A suggestion by Andrew Bibby brought along the possibility of obtaining JSON element values from files, so I
added @file to read a file (sans traling newline or carriage return) into a value as well as something which I
use a lot, convert binary files to base64, using the %file syntax:

$ jo _type=card name="Vanessa" face=%vanessa.png


{"_type":"card","name":"Vanessa","face":"iVBORw0KGgoAAA ... QmCC"}

And it has a man page.
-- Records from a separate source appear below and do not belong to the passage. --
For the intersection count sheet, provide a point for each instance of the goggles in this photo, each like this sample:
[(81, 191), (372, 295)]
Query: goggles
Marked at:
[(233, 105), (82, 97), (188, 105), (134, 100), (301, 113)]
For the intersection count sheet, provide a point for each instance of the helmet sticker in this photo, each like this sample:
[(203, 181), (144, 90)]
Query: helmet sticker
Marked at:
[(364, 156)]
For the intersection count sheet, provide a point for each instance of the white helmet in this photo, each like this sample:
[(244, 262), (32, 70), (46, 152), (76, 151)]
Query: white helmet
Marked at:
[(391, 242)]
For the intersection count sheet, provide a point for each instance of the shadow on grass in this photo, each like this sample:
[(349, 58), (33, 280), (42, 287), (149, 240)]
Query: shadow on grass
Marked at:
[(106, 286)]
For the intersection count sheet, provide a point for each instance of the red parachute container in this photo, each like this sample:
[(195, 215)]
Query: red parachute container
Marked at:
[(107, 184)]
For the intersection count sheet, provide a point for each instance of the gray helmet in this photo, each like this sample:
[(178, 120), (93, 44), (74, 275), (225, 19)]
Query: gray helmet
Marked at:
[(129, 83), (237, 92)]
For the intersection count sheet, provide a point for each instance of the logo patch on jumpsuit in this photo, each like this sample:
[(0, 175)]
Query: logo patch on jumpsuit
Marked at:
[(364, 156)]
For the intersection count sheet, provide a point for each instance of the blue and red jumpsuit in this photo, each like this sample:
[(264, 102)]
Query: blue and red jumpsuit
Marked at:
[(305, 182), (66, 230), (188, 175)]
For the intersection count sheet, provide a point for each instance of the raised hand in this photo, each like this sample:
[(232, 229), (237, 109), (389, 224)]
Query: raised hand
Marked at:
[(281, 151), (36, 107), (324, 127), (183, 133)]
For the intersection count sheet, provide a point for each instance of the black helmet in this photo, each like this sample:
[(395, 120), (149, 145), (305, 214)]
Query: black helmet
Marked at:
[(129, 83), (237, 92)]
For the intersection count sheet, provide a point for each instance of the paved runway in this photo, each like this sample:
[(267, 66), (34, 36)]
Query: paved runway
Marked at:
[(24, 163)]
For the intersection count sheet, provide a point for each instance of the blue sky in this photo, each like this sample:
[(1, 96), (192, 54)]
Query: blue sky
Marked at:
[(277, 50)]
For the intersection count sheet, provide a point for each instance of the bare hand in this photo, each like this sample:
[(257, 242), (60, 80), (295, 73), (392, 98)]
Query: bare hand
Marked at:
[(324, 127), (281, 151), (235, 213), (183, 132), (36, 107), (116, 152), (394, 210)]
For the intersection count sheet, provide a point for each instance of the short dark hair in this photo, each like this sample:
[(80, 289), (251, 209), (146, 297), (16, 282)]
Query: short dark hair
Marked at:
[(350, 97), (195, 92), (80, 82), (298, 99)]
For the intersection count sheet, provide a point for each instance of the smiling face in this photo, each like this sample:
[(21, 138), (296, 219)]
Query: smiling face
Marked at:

Go get it. Jo!

Updates:

Caius Durling provided a Homebrew tap for jo, but jo is in Homebrew Formulae now, so brew
install jo .
jo has a logo which it created itself; colors inspired by something Frederic Cambus said :-)
Shawn Webb added jo to HardenedBSD’s ports.
I’ve converted jo to use autotools; releases will be published here.
Alessio Sergi has added jo to voidlinux; install with xbps-install -Su jo
I’ve built a Win32 binary which you can get from releases/.
Lance Chen has an ArchLinux port of jo.
Vincent Bernat has submitted jo to Debian.